An organization representing aerospace companies in Connecticut and southwestern Massachusetts has pledged over $180,000 to Asnuntuck Community College's Advanced Manufacturing Technology Center.

Aerospace Components Manufacturers, a nonprofit network of dozens of independent aerospace companies, said the gift honors 20 years of its close collaboration with Asnuntuck, which launched its high-tech manufacturing training program in 1998.

Asnuntuck advanced manufacturing center
Asnuntuck's advanced manufacturing technology center.

One of the biggest challenges to the aerospace industry is finding the talent to fill its many high-skill positions, says ACM executive director Paul Murphy.

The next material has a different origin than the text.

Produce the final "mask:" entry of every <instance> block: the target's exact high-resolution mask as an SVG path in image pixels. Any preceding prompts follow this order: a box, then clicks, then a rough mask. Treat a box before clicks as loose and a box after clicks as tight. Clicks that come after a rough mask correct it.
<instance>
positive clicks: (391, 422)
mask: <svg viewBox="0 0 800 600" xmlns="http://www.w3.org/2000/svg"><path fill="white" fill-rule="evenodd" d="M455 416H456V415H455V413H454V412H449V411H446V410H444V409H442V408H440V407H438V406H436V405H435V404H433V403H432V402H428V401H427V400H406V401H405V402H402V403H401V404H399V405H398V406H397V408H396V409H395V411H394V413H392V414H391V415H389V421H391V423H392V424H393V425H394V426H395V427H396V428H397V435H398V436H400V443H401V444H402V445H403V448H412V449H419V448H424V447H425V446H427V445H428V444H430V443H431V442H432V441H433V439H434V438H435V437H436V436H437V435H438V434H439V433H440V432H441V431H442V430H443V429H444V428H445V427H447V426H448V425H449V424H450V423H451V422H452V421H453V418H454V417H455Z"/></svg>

That's why ACM began working with Asnuntuck to ensure technology center graduates have the skills required for work that becomes more sophisticated each year.

ACM and Asnuntuck officials developed a curriculum that includes courses on shop math, geometric dimensions and tolerances, blueprint reading, and other critical aspects of design and fabrication.

"We have been collaborating partners for 20 years and we are better because of each other," Murphy said.

"Asnuntuck stepped up to the plate, listened to ACM, and created the courses they have today as well as the certificate programs now in place."

Workforce Needs

Officials at the Enfield college reciprocated by renaming the technology center's CNC machine technology lab in honor of the aerospace group.

"By ensuring that more students gain access to careers in this exciting industry, these funds will aid in both the realization of individual educational and career goals as well as helping to satisfy a dramatically increasing demand for a technologically skilled workforce," Asnuntuck president James Lombella said.

He thanked the group on behalf of the college. He also lauded industry partners for helping prepare the next generation of analysts, engineers, inspectors, managers, machinists, and welders for a workforce that is always expanding and evolving.

Connecticut manufacturing's need for high-skilled workers has put increased pressure on the state's colleges, universities, and high schools to prepare students for advanced manufacturing positions and close the much-publicized skills gap.

This comes as several major aerospace and defense corporations expand operations to accommodate a wave of high-profile projects.

Murphy said ACM represents 108 companies in "Aerospace Alley," which extends from Stratford, home of Sikorsky, to Holyoke, Massachusetts.